That was funny. As if the vast multitudes have an attention span to be able to use multiple windows. In android, in most applications you can select text and "share" it with another. That is more than what most can handle.
Android is much much easier to learn/teach for most people than X11/GNU/Linux - especially as the activities done typically are very different given that there is only touch screen and no full keyboard/mouse. With a full keyboard, you can do much more, but the learning curve is more than what people are ready to climb.
Yes, but when paradigm changes, some features are lost. With horse riding and carriages replaced by cars, the feature of horses knowing their way home and taking you home if you are drunk, injured or dead - was lost.

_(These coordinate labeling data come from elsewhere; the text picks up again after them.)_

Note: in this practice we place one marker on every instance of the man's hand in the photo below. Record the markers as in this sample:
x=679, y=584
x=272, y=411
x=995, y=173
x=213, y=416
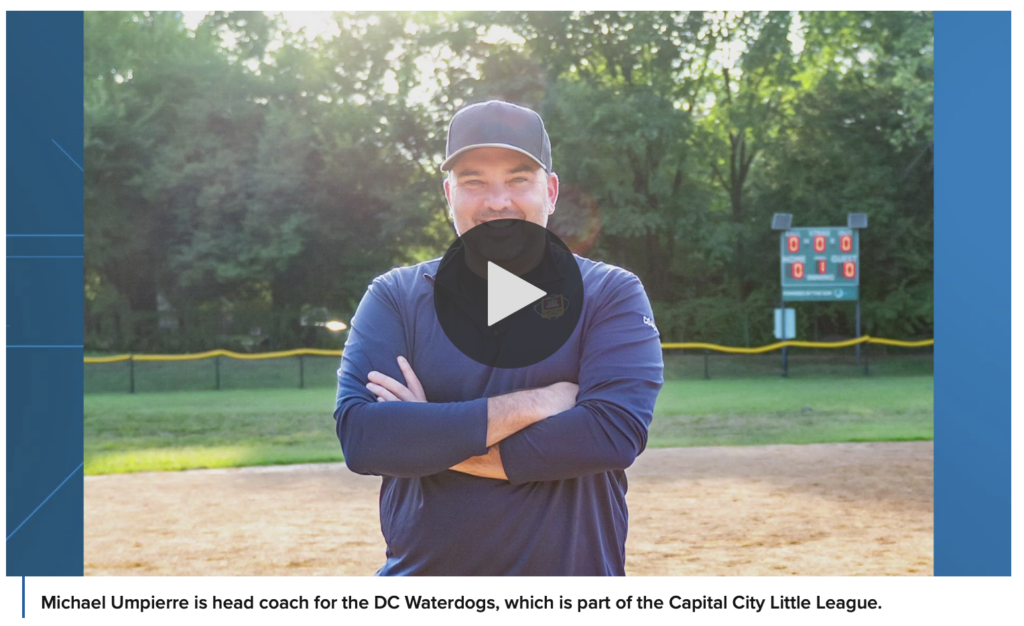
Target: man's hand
x=389, y=389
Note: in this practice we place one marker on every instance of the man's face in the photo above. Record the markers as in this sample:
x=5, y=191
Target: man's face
x=491, y=183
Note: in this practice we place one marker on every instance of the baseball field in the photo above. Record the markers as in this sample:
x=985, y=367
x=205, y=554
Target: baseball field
x=811, y=475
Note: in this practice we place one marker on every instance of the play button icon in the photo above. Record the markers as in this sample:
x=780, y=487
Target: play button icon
x=508, y=293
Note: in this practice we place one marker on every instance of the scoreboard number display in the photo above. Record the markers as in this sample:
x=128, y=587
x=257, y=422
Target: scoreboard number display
x=820, y=263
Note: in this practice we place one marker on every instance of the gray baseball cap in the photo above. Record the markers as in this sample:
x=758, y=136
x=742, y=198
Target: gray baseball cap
x=498, y=124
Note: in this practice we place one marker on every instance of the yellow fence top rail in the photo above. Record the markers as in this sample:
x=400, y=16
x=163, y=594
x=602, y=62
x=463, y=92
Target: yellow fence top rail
x=669, y=346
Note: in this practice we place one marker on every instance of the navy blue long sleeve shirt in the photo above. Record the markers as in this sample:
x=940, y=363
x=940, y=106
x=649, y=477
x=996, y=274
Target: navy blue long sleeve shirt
x=562, y=511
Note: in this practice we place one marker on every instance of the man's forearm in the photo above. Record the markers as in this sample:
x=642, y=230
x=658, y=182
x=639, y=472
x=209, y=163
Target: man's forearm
x=485, y=466
x=511, y=413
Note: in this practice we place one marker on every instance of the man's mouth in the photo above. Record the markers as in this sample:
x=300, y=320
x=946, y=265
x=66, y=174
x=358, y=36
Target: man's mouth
x=499, y=223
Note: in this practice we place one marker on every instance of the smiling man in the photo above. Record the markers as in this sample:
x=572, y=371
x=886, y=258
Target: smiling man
x=502, y=446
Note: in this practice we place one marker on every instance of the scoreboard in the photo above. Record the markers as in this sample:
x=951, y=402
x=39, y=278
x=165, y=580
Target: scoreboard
x=820, y=263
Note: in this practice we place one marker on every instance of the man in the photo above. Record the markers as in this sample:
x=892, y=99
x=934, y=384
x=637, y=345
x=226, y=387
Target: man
x=489, y=470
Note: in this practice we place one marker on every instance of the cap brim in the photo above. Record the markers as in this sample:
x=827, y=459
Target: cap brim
x=455, y=157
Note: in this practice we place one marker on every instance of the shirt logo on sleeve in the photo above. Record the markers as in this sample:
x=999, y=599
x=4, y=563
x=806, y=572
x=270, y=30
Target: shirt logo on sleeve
x=552, y=307
x=650, y=323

Self driving cars have still not materialized after over a century.
There is nothing in Microsoft's compiler (or anyone else's) that requires the programs it compiles to use some kind of "phone home mechanism" or have an internet connection in order for a program to continue to run (unless of course, the program itself was a browser, or something else that used the internet to perform its basic task).
There is nothing in Microsoft's compiler (or anyone else's) that requires the programs it compiles to be closed source. So false dichotomy.
If your game won't run, or your movie won't play, or your software won't load because it can't contact the mother ship, then you don't own it or control it. This has nothing to do with whether the source is open or not.
If the source is open (truly open, in the FOSS sense), you could just disable the mother ship contact code, recompile and redistribute.
but I don't think they are really trying to promote social justice at all
Regardless of your signature message, when someone says SJW - they don't mean someone trying to promote social justice. The urban dictionary tells me :
"A pejorative term for an individual who repeatedly and vehemently engages in arguments on social justice on the Internet, often in a shallow or not well-thought-out way, for the purpose of raising their own personal reputation"
The purpose of an SJW is not social justice at all. These are conditions in which a word/phrase comes to mean the opposite of what it should mean - similar to sarcasm.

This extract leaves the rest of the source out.